Bisiayo Fashemi, PhD, post-doctoral research associate, Khabele Lab, Department of Obstetrics and Gynecology, Washington University School of Medicine, discusses how the addition of entinostat (SNDX-275) to olaparib (Lynparza) may help combat PARP inhibitor-resistance in homologous recombination proficient (HRP) ovarian cancer, as well as the clinical significance of utilizing mouse organoid models to investigate such strategies. 
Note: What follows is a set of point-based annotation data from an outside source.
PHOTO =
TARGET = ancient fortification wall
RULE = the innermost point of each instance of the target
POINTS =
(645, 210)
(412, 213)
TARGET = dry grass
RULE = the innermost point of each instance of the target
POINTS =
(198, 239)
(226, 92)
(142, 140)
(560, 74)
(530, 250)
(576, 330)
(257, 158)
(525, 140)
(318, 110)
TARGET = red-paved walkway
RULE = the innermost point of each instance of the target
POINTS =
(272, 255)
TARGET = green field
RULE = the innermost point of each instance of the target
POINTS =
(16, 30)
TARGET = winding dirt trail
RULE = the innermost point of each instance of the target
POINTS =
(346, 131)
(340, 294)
The addition of the epigenetic drug, entinostat, to olaparib treatment was evaluated in a mouse model of ovarian cancer. The combination regimen was hypothesized to re-sensitize PARP inhibitor-resistant ovarian cancer cells, thereby improving patient responses.

Results from the study showed that therapy with entinostat and olaparib significantly reduced cell proliferation in HRP and induced olaparib-resistant ID8 cells when compared with olaparib alone, Fashemi states. The combination regimen was also associated with increased damage to DNA in tumor cells, and decreased RAD51 PARP inhibitor-resistant cells. Furthermore, the size of ovarian cancer organoids were greatly reduced with entinostat and olaparib vs the control, Fashemi adds.

These findings not only indicate that pretreatment with entinostat is an effective PARP re-sensitization strategy for both intrinsic and acquired olaparib-resistant ovarian cancer, but demonstrated the clinical utility of mouse-derived organoids for research in this disease space, Fashemi continues. These 3-D cultures can be sustained for long periods of time and are easily characterized. Moreover, they can recapitulate the tumor microenvironment and produce expected responses to both platinum chemotherapy and PARP inhibitor–based treatment, Fashemi emphasizes.

This research will be followed by an in vivo study of the combination in ovarian cancer organoids. Future research efforts should continue using both 2D-adherent and 3D organoid models to improve in vitro experiments, and investigate potential biomarkers of olaparib and entinostat combination therapy in ovarian cancer, Fashemi concludes.